Robert Rochester (knight)

From Wikipedia, the free encyclopedia

Sir Robert John Rochester, (c. 14941557), Knight of the Garter.

The son of John Rochester, of Terling, Essex, and Grisold, daughter of Walter Writtle, of Bobbingworth. He was the elder brother of Dom John Rochester, a Carthusian monk and Catholic martyr, executed at York in May 1537, and like his brother a steadfast Catholic.

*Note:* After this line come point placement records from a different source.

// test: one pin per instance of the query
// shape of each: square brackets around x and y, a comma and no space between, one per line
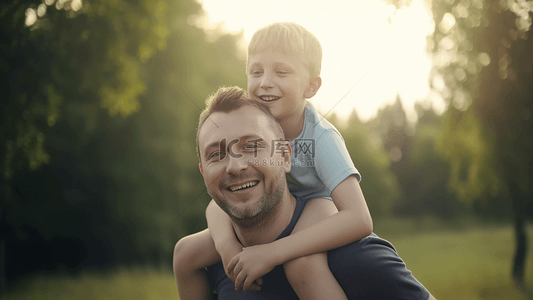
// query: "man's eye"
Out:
[216,155]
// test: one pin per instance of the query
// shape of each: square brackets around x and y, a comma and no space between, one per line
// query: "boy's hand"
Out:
[249,265]
[227,255]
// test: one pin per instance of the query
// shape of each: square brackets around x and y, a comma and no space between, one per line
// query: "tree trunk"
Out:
[519,260]
[2,265]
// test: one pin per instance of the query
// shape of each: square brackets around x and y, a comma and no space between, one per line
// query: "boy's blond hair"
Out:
[289,38]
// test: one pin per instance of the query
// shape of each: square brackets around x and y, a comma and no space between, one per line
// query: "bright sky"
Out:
[359,45]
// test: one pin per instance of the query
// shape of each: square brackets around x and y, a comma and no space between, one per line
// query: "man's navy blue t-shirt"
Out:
[366,269]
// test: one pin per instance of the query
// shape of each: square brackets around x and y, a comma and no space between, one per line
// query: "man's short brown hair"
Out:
[228,99]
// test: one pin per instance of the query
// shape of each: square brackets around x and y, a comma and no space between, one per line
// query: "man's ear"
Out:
[312,88]
[287,158]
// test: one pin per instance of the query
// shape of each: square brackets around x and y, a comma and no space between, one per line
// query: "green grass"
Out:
[469,264]
[453,264]
[120,284]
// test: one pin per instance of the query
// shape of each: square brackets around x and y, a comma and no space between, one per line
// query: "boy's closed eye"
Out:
[216,155]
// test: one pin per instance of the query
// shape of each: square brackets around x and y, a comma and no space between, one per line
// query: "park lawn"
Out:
[452,264]
[469,264]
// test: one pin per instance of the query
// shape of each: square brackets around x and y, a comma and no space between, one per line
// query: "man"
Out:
[246,177]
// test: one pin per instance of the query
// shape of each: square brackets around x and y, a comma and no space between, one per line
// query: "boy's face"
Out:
[281,81]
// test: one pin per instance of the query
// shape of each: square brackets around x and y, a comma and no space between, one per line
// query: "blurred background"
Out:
[99,107]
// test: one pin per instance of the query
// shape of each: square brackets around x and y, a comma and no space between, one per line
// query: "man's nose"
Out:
[236,163]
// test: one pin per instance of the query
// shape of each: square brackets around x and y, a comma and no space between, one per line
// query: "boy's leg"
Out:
[310,276]
[191,254]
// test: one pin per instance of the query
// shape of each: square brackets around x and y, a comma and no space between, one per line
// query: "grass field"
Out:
[452,264]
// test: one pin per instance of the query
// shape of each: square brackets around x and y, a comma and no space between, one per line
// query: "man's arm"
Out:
[226,243]
[351,223]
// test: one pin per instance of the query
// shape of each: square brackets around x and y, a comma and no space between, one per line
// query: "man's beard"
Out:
[260,210]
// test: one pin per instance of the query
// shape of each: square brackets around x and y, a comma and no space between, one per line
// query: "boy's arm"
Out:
[226,244]
[221,230]
[353,222]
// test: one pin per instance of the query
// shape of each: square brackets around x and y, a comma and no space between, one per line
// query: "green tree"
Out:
[99,121]
[379,184]
[483,60]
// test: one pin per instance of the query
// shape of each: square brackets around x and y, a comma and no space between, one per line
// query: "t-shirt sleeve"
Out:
[332,160]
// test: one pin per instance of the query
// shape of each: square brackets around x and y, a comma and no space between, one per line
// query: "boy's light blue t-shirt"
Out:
[320,160]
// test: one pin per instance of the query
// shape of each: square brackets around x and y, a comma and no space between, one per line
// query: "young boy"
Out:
[283,71]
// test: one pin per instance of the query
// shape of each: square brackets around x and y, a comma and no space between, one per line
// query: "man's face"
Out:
[279,80]
[240,171]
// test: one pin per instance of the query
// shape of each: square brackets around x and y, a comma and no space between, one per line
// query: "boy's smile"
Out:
[281,81]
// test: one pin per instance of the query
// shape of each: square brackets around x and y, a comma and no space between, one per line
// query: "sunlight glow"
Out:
[366,41]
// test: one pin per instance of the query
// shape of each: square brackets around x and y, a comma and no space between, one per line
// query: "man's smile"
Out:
[239,187]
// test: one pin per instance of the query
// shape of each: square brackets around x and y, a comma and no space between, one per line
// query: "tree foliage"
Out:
[483,60]
[378,183]
[99,117]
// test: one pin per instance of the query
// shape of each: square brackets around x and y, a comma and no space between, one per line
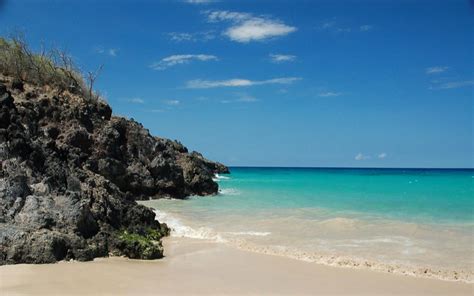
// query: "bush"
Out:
[53,67]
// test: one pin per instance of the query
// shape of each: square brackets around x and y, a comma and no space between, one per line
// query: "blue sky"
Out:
[278,83]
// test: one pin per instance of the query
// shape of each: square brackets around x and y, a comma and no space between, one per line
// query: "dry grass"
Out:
[53,68]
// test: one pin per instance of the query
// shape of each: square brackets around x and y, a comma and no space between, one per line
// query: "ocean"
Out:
[417,222]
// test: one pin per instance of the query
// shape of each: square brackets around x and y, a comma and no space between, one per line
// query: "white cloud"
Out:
[247,27]
[365,28]
[454,84]
[137,101]
[192,37]
[171,102]
[113,52]
[247,98]
[329,94]
[361,156]
[198,83]
[181,59]
[110,51]
[282,58]
[436,69]
[336,27]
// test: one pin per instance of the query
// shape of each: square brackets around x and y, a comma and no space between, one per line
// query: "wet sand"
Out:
[194,267]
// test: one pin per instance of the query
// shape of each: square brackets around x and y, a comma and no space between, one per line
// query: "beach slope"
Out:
[198,267]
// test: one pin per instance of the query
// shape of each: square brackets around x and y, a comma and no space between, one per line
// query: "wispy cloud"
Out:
[247,27]
[136,101]
[336,27]
[191,37]
[113,52]
[453,84]
[198,83]
[436,69]
[181,59]
[329,94]
[282,58]
[171,102]
[107,51]
[361,156]
[247,98]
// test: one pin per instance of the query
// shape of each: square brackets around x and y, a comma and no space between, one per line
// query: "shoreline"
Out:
[194,266]
[180,230]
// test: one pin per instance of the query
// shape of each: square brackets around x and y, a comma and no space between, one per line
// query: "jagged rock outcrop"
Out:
[70,173]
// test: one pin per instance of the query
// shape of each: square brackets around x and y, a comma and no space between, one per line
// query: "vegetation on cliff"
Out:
[70,172]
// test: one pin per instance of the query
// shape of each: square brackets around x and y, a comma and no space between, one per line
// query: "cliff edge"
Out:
[70,173]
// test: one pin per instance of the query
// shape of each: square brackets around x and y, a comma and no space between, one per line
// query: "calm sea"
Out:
[412,221]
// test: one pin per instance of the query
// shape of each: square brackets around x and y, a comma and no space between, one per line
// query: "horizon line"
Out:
[342,167]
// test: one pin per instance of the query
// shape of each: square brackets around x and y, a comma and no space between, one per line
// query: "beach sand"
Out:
[198,267]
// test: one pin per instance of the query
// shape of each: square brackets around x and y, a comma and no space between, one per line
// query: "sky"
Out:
[278,83]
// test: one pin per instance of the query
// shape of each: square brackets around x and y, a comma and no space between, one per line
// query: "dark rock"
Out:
[18,85]
[70,173]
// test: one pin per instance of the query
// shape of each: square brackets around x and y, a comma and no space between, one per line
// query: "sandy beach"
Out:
[198,267]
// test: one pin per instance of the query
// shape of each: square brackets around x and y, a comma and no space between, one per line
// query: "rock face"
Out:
[70,173]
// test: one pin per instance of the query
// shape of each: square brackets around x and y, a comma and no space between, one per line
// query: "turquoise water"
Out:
[404,220]
[420,195]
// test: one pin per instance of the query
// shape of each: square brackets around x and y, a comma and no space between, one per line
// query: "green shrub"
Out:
[54,68]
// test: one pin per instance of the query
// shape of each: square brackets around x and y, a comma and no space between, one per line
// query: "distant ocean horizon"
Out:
[416,221]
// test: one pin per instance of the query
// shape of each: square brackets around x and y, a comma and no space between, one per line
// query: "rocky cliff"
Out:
[70,173]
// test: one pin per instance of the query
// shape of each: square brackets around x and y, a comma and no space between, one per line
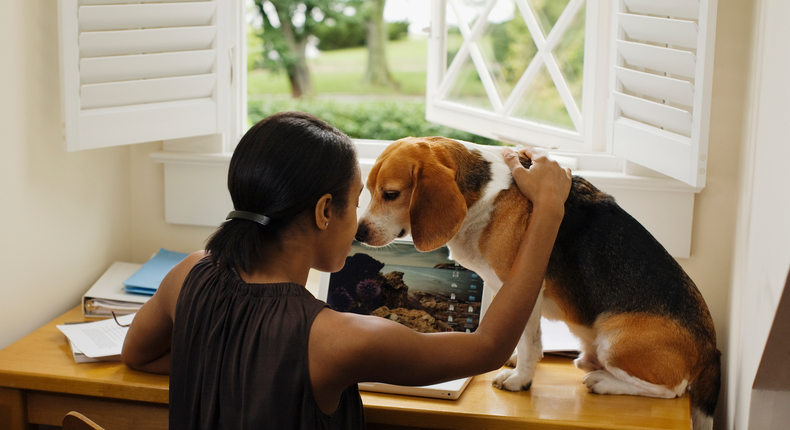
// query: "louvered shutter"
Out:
[661,85]
[135,72]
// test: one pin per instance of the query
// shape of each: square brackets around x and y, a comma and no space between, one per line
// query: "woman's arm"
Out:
[375,349]
[147,343]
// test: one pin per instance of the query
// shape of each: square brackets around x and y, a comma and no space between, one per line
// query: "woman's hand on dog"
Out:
[545,183]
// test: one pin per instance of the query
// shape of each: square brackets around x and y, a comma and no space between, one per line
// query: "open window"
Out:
[612,85]
[141,71]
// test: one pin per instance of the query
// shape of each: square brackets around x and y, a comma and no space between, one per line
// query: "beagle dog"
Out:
[643,324]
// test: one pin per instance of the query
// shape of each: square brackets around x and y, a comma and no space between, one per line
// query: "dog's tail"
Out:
[704,393]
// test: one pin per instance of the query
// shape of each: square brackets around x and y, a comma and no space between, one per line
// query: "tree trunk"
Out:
[298,72]
[378,72]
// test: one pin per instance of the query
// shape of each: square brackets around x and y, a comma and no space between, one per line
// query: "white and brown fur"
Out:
[643,325]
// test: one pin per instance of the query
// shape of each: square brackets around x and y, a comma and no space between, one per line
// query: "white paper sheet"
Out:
[100,338]
[556,336]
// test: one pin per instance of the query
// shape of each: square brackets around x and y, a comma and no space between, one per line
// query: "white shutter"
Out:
[661,85]
[135,71]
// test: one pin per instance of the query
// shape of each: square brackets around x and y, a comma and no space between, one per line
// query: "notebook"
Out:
[426,292]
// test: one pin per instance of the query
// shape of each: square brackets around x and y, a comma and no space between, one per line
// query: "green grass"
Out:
[341,72]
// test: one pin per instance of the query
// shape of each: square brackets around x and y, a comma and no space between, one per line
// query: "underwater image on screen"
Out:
[426,292]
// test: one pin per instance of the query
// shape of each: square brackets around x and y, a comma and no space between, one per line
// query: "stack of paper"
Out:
[97,341]
[147,279]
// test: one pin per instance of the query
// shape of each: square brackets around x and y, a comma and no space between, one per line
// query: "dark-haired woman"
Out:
[247,346]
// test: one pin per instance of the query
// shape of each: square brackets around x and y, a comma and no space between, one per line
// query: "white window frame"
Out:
[663,205]
[134,72]
[498,124]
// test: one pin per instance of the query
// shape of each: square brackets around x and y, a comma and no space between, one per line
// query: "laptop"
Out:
[425,291]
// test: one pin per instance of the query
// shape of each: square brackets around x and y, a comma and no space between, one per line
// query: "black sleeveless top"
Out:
[239,357]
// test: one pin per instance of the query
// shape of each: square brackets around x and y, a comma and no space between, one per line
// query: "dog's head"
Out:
[413,190]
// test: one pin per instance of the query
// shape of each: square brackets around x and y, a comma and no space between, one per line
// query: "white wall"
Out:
[762,253]
[64,217]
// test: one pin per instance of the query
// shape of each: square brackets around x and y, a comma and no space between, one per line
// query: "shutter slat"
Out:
[675,8]
[668,117]
[657,58]
[95,2]
[653,148]
[113,94]
[660,30]
[108,43]
[130,67]
[147,123]
[157,15]
[673,90]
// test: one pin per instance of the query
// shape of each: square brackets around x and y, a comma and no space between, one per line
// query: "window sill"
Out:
[196,194]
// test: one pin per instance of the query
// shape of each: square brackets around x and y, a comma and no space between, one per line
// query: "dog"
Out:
[643,325]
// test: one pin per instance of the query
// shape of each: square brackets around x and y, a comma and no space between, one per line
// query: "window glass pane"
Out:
[547,12]
[454,39]
[570,55]
[468,88]
[542,103]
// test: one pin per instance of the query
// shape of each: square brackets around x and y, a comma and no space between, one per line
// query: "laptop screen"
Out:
[426,292]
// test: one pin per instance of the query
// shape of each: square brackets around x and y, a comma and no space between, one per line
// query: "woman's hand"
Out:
[545,183]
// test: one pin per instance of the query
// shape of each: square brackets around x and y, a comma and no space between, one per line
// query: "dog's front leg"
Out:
[529,350]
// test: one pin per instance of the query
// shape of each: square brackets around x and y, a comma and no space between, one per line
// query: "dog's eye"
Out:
[391,195]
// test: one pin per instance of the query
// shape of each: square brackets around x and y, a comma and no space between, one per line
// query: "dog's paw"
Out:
[511,380]
[602,382]
[511,362]
[588,363]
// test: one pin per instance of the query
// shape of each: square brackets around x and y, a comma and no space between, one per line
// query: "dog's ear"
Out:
[437,206]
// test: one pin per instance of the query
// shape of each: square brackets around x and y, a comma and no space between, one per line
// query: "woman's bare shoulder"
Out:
[171,285]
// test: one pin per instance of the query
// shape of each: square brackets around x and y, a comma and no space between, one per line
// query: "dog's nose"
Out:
[362,233]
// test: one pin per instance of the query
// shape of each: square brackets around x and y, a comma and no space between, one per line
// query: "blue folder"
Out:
[147,279]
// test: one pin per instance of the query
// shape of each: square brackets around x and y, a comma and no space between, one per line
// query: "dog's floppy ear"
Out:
[437,206]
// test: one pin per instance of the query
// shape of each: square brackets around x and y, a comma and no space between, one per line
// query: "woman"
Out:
[247,346]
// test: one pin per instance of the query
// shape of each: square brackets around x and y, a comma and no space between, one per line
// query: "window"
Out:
[515,70]
[152,70]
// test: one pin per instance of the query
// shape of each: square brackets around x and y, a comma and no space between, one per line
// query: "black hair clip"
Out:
[249,216]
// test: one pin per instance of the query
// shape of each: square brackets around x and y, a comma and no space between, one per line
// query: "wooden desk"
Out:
[39,384]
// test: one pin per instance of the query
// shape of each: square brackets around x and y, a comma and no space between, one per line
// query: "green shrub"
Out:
[347,33]
[397,30]
[352,32]
[382,120]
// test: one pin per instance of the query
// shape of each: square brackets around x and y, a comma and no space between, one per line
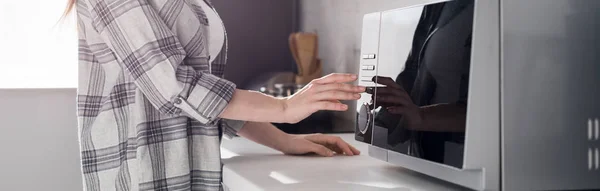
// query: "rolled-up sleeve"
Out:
[147,50]
[231,127]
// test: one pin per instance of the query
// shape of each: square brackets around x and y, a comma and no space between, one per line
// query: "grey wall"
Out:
[258,32]
[38,140]
[339,24]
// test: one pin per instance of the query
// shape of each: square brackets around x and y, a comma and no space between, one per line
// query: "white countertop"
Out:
[249,166]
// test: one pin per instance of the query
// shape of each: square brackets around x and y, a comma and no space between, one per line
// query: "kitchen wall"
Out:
[339,24]
[38,140]
[258,32]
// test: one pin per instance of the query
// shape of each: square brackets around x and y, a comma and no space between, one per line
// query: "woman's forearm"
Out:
[265,134]
[320,94]
[254,106]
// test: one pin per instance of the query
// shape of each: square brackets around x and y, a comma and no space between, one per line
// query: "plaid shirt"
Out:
[149,98]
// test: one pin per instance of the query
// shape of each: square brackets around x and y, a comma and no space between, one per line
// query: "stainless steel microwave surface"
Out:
[417,103]
[505,92]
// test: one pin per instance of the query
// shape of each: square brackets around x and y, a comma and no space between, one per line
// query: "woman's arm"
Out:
[147,50]
[320,94]
[268,135]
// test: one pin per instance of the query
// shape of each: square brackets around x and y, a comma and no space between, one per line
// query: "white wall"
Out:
[38,140]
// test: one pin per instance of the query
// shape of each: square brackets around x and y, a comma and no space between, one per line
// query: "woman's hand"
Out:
[324,145]
[321,94]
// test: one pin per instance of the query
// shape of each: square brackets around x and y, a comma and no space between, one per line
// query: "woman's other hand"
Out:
[321,94]
[324,145]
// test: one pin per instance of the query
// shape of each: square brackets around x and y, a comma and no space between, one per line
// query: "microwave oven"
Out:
[486,94]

By 1551 Robert had received the appointment of comptroller of the household to Princess Mary Tudor, the daughter of King Henry VIII and Katharine of Aragon, declared illegitimate after Henry divorced her mother and married Anne Boleyn. In that year the Edward VI's Privy Council ordered him to prevent any priest saying Mass in the princess's household, but he refused and was accordingly sent to the Tower. The next year he was allowed to retire to the country on account of his health, and was soon permitted to take up the post of comptroller once more. When the princess ascended the throne as Queen Mary, she remembered Rochester's faithful service and he was made Chancellor of the Duchy of Lancaster, entering also into the inner circle of the Privy Council. He was one of the parliamentary representatives of Essex, in the years 1553-1555. He died on November 28, 1557 and was buried at the Charterhouse at Sheen, the house reconstituted by the remnant of the English Carthusians under Dom Maurice Chauncy.